Question

find cotθ, cscθ, and sinθ, where θ is the angle shown in the figure. give exact values, not decimal approximations.

Explanation:

Step1: Find the adjacent side using Pythagorean theorem

Let the adjacent side be $a$. By the Pythagorean theorem $a=\sqrt{6^{2}-5^{2}}=\sqrt{36 - 25}=\sqrt{11}$.
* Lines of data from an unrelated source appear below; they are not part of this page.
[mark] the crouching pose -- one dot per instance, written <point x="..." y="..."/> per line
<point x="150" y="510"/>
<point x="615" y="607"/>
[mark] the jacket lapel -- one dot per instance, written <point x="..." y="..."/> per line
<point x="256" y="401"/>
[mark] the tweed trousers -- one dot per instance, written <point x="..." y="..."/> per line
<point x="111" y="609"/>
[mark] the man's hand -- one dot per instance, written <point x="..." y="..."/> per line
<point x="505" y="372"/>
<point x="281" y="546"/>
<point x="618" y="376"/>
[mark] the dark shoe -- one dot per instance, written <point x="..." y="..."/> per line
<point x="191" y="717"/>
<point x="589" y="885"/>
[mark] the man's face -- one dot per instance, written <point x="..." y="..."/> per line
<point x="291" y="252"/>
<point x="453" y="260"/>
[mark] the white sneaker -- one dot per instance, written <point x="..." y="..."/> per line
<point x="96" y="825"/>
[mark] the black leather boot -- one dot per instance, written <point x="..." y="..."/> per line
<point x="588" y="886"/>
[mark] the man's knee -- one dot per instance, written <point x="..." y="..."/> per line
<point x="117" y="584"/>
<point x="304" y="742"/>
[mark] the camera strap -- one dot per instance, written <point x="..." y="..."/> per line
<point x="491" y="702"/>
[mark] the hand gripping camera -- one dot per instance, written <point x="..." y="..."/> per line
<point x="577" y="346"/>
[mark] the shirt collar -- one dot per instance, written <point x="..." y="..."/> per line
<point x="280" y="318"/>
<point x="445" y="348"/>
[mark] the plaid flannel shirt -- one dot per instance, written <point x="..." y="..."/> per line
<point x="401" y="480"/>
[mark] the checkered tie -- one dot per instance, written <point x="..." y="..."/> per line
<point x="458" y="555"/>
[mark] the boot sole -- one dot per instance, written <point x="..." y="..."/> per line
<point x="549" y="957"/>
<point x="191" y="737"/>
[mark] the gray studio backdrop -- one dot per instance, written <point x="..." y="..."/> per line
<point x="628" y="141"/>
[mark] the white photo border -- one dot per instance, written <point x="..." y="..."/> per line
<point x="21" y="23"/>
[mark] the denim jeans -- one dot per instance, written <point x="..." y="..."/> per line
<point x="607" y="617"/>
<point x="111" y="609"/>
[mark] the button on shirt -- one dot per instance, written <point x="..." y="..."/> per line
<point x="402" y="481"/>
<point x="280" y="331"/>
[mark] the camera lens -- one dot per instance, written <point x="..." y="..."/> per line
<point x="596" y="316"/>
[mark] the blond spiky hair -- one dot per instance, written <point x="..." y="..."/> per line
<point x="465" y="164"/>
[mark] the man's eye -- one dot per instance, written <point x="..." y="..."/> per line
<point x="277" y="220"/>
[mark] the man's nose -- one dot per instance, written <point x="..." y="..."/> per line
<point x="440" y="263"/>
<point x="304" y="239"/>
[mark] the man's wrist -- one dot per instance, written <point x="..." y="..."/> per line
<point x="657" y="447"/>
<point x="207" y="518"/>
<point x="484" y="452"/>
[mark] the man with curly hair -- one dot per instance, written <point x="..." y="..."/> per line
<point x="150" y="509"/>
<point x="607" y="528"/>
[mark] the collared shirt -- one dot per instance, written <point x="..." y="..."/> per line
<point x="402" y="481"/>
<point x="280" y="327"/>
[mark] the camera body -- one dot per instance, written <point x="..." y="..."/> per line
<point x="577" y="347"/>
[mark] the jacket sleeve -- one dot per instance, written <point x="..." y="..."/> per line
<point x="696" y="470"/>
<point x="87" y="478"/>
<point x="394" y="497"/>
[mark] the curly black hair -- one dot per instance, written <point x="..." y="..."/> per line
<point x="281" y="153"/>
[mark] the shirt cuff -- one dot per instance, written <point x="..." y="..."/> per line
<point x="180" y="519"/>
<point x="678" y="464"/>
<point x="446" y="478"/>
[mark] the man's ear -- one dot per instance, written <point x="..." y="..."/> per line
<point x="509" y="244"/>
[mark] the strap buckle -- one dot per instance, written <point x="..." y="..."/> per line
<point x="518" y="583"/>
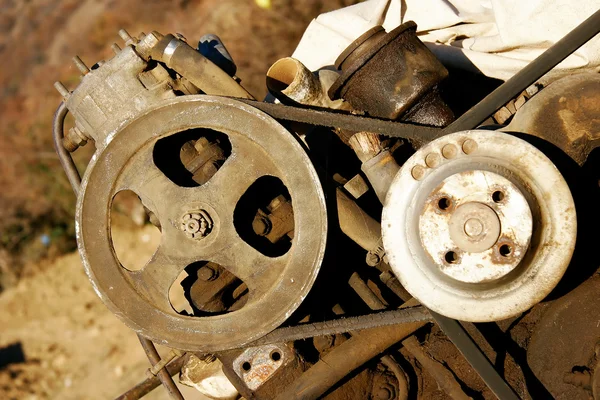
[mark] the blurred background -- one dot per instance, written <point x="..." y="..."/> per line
<point x="57" y="340"/>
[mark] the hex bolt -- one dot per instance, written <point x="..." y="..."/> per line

Step2: Recall the definitions of trigonometric functions

The sine of an angle $\theta$ in a right - triangle is $\sin\theta=\frac{\text{opposite}}{\text{hypotenuse}}$. Here, $\sin\theta=\frac{5}{6}$.
The cosecant of an angle $\theta$ is $\csc\theta=\frac{1}{\sin\theta}$, so $\csc\theta=\frac{6}{5}$.
The cotangent of an angle $\theta$ is $\cot\theta=\frac{\text{adjacent}}{\text{opposite}}$, so $\cot\theta=\frac{\sqrt{11}}{5}$.

Answer:

$\cot\theta=\frac{\sqrt{11}}{5}$, $\csc\theta=\frac{6}{5}$, $\sin\theta=\frac{5}{6}$